Der zweiten Deutschen Industrie-Ausstellung in Berlin mußte man mit einigem Bangen entgegensehen: der Ausstellung im Oktober vorigen Jahres war die Erstmaligkeit sehr zugute gekommen. Es schien schwer, sie zu übertreffen; um so mehr, als die Bekleidungsindustrie diesmal ganz fehlt. Diese Einbuße an Publikumseffekt wird aber mehr als ausgeglichen durch die einzigartige Ausstellung der Deutschen Rundfunkindustrie, die in der Fernsehstraße die Empfänger von 16 verschiedenen deutschen Firmen ständig vorführt. Außerhalb der Ausstellung hat man Gelegenheit, ein Großprojektionsgerät der Deutschen Philips GmbH, kennenzulernen, das ebenso wie eine Kino-Vorführmaschine das Fernsehbild auf eine Leinwand projiziert und damit auch einer größeren Personenzahl das Fernsehen gestattet.
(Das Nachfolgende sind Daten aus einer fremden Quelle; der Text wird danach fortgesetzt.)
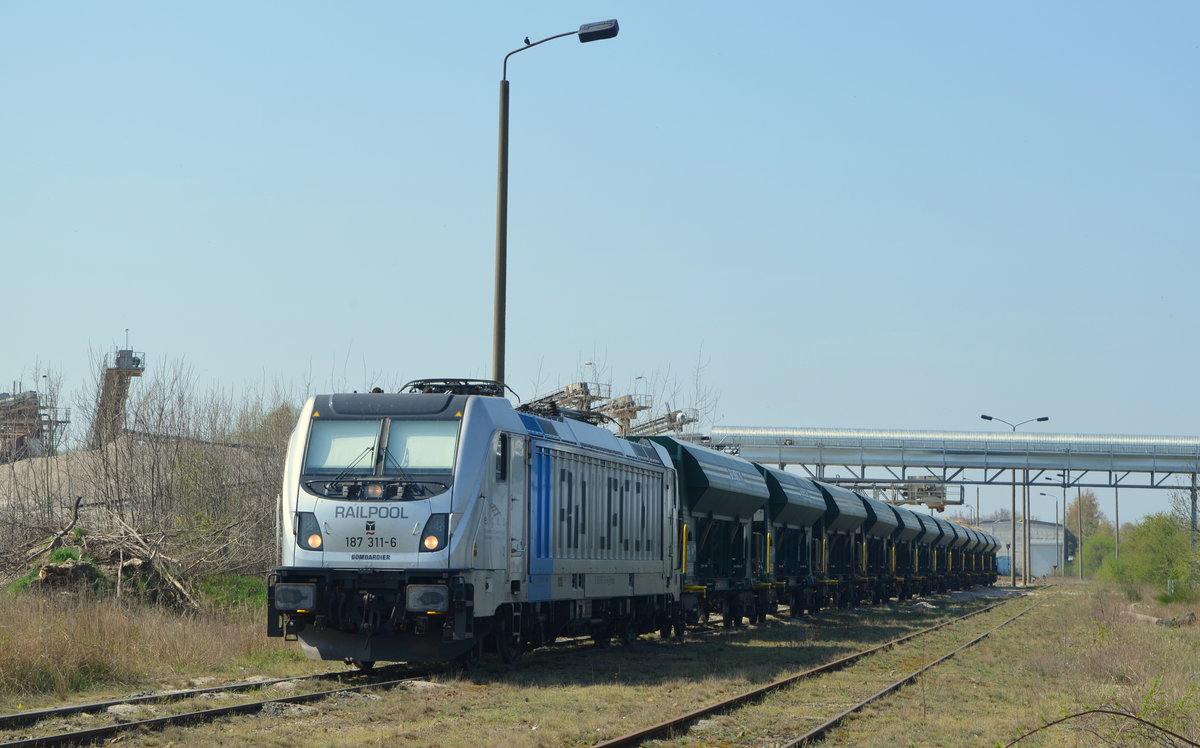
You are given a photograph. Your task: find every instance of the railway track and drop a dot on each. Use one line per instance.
(382, 677)
(867, 683)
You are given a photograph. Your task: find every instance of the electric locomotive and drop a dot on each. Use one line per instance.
(420, 526)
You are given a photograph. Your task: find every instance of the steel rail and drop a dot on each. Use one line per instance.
(670, 725)
(95, 734)
(24, 718)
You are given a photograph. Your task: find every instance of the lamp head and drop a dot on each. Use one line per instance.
(599, 30)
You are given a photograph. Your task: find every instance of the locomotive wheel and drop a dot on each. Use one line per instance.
(469, 659)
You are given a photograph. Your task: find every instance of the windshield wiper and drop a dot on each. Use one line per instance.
(337, 482)
(403, 474)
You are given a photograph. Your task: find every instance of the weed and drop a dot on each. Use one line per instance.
(65, 552)
(234, 591)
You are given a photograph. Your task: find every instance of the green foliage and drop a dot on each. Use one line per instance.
(1098, 549)
(231, 591)
(22, 584)
(1153, 551)
(64, 554)
(1181, 593)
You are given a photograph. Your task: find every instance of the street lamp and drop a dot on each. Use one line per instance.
(587, 33)
(1012, 566)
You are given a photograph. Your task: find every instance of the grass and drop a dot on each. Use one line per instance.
(53, 645)
(1080, 648)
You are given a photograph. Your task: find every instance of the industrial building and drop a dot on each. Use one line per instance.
(1048, 544)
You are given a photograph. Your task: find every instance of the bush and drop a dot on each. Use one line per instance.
(233, 591)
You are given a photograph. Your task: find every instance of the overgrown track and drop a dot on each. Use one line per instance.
(383, 677)
(681, 724)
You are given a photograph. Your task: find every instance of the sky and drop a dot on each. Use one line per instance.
(791, 214)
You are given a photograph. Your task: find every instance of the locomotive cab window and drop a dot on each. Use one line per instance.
(381, 459)
(502, 458)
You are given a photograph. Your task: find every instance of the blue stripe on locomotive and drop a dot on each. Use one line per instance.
(541, 564)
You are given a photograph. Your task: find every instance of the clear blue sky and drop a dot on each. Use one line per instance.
(879, 214)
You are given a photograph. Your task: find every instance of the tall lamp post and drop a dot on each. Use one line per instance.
(587, 33)
(1012, 561)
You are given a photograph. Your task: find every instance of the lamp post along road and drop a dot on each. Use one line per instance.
(587, 33)
(1012, 557)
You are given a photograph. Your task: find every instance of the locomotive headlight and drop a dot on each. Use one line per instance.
(433, 537)
(309, 531)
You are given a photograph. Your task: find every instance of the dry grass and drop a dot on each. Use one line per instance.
(1080, 650)
(54, 645)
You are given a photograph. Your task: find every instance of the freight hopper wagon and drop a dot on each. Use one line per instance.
(723, 557)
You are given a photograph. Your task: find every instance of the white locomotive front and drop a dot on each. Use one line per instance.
(417, 526)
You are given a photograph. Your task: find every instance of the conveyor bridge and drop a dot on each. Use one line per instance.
(891, 458)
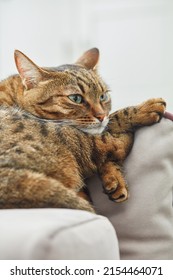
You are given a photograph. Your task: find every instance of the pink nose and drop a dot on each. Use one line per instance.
(101, 118)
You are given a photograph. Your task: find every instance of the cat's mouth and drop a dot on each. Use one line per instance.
(96, 128)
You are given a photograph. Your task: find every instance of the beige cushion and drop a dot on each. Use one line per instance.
(144, 224)
(56, 234)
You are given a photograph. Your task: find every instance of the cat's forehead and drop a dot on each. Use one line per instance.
(82, 77)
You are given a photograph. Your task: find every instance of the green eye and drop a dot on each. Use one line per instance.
(104, 97)
(77, 98)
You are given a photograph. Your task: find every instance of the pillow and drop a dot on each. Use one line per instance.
(144, 223)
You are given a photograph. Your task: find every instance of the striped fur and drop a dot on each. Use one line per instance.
(45, 156)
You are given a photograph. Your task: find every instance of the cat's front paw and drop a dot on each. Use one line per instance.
(116, 188)
(151, 111)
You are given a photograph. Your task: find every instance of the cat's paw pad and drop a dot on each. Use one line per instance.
(116, 192)
(120, 195)
(152, 110)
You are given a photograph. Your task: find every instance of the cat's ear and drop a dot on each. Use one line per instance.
(30, 73)
(89, 59)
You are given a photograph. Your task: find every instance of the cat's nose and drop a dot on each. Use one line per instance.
(100, 118)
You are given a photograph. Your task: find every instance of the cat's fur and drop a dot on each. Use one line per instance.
(43, 162)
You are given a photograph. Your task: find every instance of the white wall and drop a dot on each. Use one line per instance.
(135, 38)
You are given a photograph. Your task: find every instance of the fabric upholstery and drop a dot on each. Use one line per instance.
(56, 234)
(144, 223)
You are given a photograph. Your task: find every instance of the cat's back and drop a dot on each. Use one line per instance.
(43, 146)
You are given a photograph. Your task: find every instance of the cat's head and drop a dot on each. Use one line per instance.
(72, 93)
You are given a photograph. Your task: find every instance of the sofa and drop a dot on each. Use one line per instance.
(140, 228)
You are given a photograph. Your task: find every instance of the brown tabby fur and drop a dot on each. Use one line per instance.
(45, 156)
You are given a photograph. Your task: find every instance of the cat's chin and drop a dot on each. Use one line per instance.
(95, 129)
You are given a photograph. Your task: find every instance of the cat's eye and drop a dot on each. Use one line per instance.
(77, 98)
(104, 97)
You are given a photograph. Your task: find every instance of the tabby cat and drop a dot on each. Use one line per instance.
(56, 131)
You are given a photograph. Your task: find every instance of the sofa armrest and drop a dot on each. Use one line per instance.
(144, 223)
(56, 234)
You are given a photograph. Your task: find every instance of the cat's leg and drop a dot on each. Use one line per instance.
(113, 181)
(26, 189)
(130, 118)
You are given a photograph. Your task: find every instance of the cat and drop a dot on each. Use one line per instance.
(61, 133)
Das englische Telecinema, das sogar das dreidimensionale Sehen eines Films ermöglicht, erregt im britischen Ausstellungspavillon großes Interesse. Darüber hinaus werden alle neuen Rundfunktypen gezeigt, so daß es scheint, als ob Berlin seinen Anspruch auf endgültige Rückkehr der großen Deutschen Funkausstellung an ihren traditionellen Standort durchsetzen wird.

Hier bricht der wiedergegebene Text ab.